Речь Воронкова прерывалась частыми возгласами «правильно», «правильно!» и речь капитана, диаметрально противоположная по содержанию, прерывалась такими же криками: «Правильно! Это верно! Правильно сказано».
Или солдаты не понимали того, что им говорили, или они сами не знали, чего хотят.
Саблин вышел с митинга и поехал домой. Митинг продолжался до позднего вечера. Солдаты забыли про обед, про усталость и все стояли с распаренными лицами в духоте и слушали одного оратора, сменявшего другого. Говорил полковник генерального штаба, начавший свою речь подыгрыванием к солдатам с заявления: «Я социалист-революционер и республиканец, я сторонник народоправства. Я сам вышел из народа. Мой дед пахал землю, а мать моя была прачкой».
Он клеветал на свою мать. Его мать была дочерью статского советника, а дед был помещиком, спустившим в карты свое имение.
Говорили Осетров, Гайдук, длинно и витиевато говорил Шлоссберг, цитировавший Некрасова. Но чем дальше разъясняли солдатам ораторы то, что произошло в России, тем темнее становилось у них на душе. Ясно было одно: произошло что-то громадное, что совершенно все изменило, и эти изменения углублялись все больше.
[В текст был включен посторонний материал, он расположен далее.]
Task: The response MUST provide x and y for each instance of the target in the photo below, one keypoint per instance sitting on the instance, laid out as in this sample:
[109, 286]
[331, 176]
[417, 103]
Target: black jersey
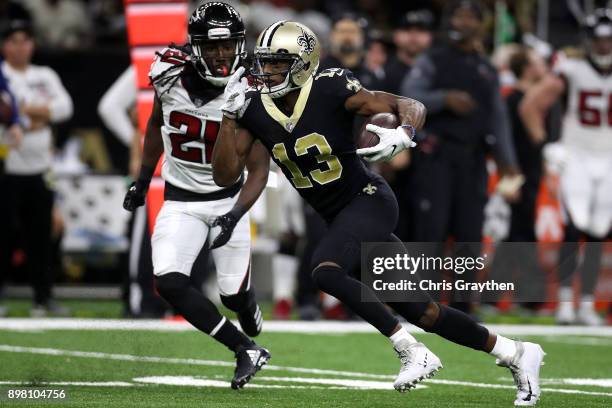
[314, 147]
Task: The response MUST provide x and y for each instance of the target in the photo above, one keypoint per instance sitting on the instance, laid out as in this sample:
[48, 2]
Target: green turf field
[138, 368]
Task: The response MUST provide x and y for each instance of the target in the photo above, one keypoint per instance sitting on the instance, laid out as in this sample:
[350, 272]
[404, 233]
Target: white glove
[234, 95]
[392, 141]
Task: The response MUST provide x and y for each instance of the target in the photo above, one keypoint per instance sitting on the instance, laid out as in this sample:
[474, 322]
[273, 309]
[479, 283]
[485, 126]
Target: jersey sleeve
[245, 113]
[339, 82]
[168, 62]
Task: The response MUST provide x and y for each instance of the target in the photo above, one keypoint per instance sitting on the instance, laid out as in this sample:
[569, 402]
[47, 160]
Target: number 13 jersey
[314, 146]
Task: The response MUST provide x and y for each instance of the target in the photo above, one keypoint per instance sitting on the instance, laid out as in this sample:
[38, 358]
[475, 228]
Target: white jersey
[189, 130]
[36, 86]
[587, 124]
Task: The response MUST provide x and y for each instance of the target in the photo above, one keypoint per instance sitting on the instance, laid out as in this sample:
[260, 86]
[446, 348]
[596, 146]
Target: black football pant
[367, 218]
[315, 229]
[27, 206]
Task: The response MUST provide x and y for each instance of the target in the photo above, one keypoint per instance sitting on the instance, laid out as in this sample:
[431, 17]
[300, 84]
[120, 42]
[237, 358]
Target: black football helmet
[599, 29]
[214, 21]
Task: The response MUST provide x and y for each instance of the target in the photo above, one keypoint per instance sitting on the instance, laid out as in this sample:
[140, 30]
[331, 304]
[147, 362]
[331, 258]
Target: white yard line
[319, 327]
[75, 383]
[168, 360]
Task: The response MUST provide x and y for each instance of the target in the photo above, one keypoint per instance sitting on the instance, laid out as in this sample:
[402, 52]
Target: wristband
[412, 130]
[146, 173]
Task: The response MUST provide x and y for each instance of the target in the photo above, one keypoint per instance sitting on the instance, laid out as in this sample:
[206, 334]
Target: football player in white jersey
[189, 83]
[582, 158]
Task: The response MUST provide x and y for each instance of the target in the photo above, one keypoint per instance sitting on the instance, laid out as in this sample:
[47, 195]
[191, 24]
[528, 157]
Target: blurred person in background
[582, 159]
[14, 10]
[520, 262]
[11, 134]
[60, 23]
[189, 83]
[117, 109]
[460, 89]
[347, 48]
[412, 36]
[42, 101]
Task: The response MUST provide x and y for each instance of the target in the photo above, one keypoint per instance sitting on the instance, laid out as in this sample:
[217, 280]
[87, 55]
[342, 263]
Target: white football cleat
[417, 362]
[525, 368]
[565, 313]
[588, 316]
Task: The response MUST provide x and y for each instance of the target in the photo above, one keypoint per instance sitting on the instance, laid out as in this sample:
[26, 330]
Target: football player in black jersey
[304, 119]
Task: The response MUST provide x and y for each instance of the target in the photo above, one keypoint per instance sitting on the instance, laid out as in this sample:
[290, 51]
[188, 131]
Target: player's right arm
[233, 143]
[230, 153]
[152, 151]
[536, 104]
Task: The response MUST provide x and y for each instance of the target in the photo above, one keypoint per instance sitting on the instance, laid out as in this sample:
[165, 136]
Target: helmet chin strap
[602, 61]
[214, 80]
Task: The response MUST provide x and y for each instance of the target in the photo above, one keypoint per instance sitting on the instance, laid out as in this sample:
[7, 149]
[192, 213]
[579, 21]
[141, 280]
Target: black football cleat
[251, 320]
[249, 361]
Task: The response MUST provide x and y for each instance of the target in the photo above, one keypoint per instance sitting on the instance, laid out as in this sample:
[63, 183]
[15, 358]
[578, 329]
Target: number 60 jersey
[587, 124]
[192, 114]
[314, 146]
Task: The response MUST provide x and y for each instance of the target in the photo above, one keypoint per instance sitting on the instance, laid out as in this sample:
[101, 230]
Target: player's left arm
[392, 141]
[258, 166]
[365, 102]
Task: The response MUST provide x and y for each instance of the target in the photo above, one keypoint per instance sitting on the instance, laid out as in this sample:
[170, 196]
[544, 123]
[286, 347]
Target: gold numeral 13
[334, 167]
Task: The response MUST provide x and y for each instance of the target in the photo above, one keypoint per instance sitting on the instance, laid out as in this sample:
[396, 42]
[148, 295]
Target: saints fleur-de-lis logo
[307, 41]
[369, 189]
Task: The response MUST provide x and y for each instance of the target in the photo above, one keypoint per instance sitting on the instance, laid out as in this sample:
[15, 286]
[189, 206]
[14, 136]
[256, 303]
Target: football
[369, 139]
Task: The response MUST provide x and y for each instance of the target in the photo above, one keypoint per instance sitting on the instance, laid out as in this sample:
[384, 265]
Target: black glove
[227, 222]
[135, 196]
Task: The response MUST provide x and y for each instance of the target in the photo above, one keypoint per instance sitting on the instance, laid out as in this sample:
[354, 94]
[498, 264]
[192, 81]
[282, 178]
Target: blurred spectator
[60, 23]
[529, 69]
[347, 49]
[262, 14]
[117, 110]
[29, 200]
[411, 37]
[581, 159]
[108, 19]
[377, 53]
[520, 262]
[11, 135]
[460, 89]
[13, 10]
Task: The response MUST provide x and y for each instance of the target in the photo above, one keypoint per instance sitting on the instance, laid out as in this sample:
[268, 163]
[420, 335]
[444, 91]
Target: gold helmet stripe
[266, 39]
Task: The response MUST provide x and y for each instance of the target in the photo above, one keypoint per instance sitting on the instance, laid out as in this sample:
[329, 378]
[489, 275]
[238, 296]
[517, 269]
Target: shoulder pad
[166, 59]
[342, 76]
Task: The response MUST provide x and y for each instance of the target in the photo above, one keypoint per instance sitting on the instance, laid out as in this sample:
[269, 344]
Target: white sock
[566, 294]
[504, 348]
[401, 335]
[587, 302]
[329, 301]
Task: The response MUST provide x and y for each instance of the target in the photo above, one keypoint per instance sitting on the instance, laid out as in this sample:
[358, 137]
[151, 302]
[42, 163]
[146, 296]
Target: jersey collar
[288, 123]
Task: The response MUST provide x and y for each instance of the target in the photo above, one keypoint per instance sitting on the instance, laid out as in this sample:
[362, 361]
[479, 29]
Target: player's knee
[172, 285]
[325, 274]
[432, 314]
[239, 301]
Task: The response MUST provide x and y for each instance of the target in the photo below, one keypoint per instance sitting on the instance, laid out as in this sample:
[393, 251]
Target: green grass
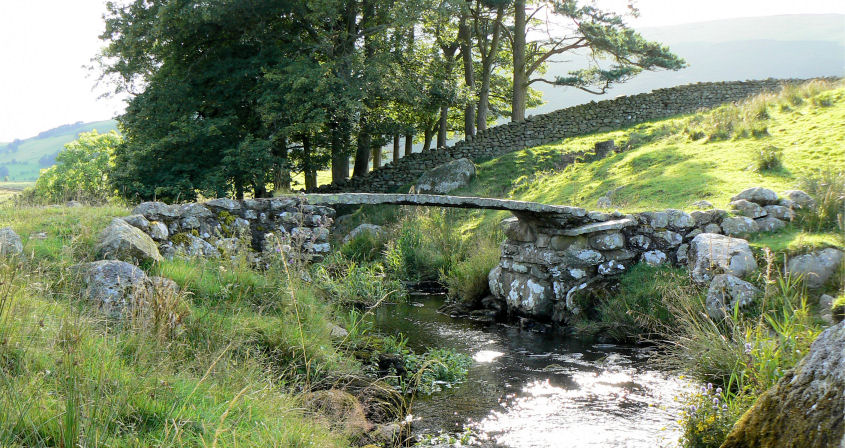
[23, 164]
[231, 375]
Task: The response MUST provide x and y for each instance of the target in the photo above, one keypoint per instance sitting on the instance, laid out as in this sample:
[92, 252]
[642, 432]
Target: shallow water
[527, 389]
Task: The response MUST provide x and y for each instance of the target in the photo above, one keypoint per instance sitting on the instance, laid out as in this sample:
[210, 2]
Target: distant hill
[22, 160]
[789, 46]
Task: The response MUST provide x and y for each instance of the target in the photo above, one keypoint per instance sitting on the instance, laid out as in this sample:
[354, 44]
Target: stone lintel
[600, 227]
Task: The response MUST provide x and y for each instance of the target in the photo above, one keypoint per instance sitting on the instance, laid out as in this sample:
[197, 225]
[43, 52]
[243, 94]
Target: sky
[45, 45]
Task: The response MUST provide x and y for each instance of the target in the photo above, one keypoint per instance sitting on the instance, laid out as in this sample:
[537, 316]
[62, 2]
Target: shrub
[466, 279]
[348, 282]
[423, 246]
[768, 159]
[81, 171]
[827, 187]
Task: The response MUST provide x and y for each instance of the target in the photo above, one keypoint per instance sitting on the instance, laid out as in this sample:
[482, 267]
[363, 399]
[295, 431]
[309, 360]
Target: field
[23, 164]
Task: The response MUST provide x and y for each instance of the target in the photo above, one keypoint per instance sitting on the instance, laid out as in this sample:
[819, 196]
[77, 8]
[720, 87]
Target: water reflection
[533, 390]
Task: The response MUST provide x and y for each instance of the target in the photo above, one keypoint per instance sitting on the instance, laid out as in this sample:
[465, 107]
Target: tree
[81, 171]
[617, 52]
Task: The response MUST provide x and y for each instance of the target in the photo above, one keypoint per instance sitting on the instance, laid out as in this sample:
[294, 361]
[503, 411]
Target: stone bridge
[551, 254]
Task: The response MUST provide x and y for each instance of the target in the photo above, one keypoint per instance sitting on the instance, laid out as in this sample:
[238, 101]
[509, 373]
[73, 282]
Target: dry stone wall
[225, 226]
[553, 126]
[546, 268]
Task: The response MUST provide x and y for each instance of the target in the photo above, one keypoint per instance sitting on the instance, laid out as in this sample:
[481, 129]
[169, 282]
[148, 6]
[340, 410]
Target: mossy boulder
[805, 408]
[127, 243]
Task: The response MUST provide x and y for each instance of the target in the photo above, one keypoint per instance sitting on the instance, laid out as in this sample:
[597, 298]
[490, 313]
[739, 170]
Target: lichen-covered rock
[371, 229]
[799, 199]
[680, 219]
[447, 177]
[195, 246]
[111, 284]
[127, 243]
[805, 408]
[747, 208]
[739, 226]
[607, 241]
[726, 292]
[711, 254]
[224, 204]
[156, 211]
[654, 258]
[702, 204]
[759, 195]
[703, 217]
[780, 212]
[522, 293]
[10, 242]
[770, 224]
[158, 231]
[817, 267]
[138, 221]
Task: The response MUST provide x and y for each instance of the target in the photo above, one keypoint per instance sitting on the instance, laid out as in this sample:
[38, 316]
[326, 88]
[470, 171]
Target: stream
[527, 389]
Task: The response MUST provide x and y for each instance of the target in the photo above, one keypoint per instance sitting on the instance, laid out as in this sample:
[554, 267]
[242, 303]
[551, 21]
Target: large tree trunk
[520, 83]
[443, 127]
[427, 136]
[340, 158]
[465, 36]
[377, 152]
[308, 165]
[409, 144]
[487, 62]
[281, 168]
[362, 155]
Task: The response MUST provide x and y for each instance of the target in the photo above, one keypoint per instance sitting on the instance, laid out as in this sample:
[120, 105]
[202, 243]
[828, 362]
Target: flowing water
[527, 389]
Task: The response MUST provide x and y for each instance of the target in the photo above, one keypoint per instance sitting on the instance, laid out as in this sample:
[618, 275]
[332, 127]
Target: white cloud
[45, 43]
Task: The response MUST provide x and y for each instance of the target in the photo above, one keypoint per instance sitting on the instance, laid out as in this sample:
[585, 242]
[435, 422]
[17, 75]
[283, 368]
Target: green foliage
[82, 170]
[708, 416]
[422, 246]
[466, 279]
[347, 282]
[769, 158]
[437, 369]
[745, 354]
[631, 313]
[827, 188]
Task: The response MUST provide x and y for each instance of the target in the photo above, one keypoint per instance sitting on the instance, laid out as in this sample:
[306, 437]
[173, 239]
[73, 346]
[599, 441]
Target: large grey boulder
[817, 267]
[712, 254]
[10, 242]
[127, 243]
[759, 195]
[799, 199]
[372, 229]
[522, 293]
[805, 408]
[112, 285]
[739, 226]
[447, 177]
[726, 292]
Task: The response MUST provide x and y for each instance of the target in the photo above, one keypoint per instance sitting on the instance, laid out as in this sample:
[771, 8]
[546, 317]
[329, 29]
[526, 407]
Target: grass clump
[827, 188]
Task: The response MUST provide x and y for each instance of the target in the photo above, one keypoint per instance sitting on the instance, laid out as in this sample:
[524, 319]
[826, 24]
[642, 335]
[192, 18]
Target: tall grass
[827, 187]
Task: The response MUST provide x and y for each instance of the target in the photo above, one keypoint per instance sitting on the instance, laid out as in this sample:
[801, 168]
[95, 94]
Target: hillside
[666, 168]
[23, 159]
[789, 46]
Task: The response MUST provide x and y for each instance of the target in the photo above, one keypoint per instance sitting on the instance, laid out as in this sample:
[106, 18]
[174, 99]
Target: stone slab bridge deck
[431, 200]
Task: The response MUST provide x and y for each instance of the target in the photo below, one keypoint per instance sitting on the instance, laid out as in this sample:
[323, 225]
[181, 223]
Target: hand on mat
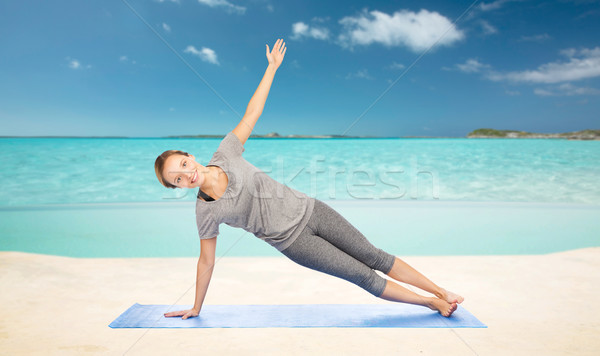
[184, 314]
[277, 54]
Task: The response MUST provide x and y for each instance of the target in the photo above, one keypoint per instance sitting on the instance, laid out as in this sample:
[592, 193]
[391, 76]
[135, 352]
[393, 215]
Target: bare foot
[451, 297]
[443, 307]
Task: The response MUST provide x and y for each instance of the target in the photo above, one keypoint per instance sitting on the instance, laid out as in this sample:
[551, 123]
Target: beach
[532, 304]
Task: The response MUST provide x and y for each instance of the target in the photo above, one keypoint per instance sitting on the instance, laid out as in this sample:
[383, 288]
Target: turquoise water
[66, 171]
[100, 197]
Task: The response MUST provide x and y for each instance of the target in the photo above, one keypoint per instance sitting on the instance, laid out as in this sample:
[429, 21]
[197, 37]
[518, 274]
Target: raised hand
[275, 57]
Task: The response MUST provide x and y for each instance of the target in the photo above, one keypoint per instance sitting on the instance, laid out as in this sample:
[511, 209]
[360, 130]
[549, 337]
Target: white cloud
[581, 64]
[206, 54]
[224, 3]
[396, 65]
[125, 59]
[300, 29]
[535, 38]
[362, 74]
[76, 64]
[472, 66]
[566, 89]
[487, 28]
[415, 30]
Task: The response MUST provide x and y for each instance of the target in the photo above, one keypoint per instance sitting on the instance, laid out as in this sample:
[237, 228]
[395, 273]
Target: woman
[305, 229]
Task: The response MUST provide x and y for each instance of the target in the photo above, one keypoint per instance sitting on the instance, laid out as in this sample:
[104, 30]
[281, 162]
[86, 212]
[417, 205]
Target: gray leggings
[330, 244]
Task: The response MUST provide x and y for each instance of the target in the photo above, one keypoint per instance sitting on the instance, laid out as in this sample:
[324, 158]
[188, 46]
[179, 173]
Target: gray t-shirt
[253, 201]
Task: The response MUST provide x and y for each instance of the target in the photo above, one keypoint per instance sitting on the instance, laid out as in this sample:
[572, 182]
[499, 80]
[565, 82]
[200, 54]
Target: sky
[150, 68]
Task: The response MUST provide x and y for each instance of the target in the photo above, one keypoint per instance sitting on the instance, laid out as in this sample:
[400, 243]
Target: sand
[532, 304]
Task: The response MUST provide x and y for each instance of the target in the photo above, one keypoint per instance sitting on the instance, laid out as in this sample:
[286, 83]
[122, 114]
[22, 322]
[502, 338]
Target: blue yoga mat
[296, 316]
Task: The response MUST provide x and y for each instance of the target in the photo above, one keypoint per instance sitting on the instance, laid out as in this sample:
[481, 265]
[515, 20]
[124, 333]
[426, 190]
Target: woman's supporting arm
[257, 102]
[205, 267]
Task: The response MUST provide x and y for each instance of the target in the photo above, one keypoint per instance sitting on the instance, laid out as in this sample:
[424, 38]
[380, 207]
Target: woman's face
[183, 171]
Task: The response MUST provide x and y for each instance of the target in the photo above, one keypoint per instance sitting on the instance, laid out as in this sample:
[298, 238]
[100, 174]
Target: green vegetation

Когда расходились, то шли, озабоченные, задумчивой молчаливо. Главное, боялись продешевить.
Софья Львовна обедала у командира полка, а потом в его коляске, оживленная и красивая, приехала к Саблину с докладом о результатах митинга. Она смотрела на Саблина ласковыми томными глазами и по записочке докладывала ему постановления собрания.
Почти все офицеры высказались за конституционную монархию, солдаты — за ряд отдельных республик, вроде Соединенных Штатов, но без общего президента. Все офицеры и часть солдат: война до победного конца в полном согласии с союзниками. Подавляющее большинство солдат: немедленное заключение мира и роспуск по домам. Многие офицеры и все солдаты за демократизацию армии и установление в ней выборного начала. На митинге ясно выказалось недоверие солдат офицерам. Стоило офицеру что-либо предложить, чтобы солдаты требовали совершенно противоположного. Среди солдат сквозила ненависть к военной службе и к мундиру…
— Ваше превосходительство, — сказала Софья Львовна, кладя свою белую, холеную, сильную руку на руку Саблина и приближая к его лицу свое красивое лицо с глазами, вдруг наполнившимися слезами, — уезжайте куда-нибудь!
Карие глаза смотрели глубоко в душу Саблина. В них была нежность. Что-то материнское усмотрел Саблин в больших карих глазах красивой еврейки.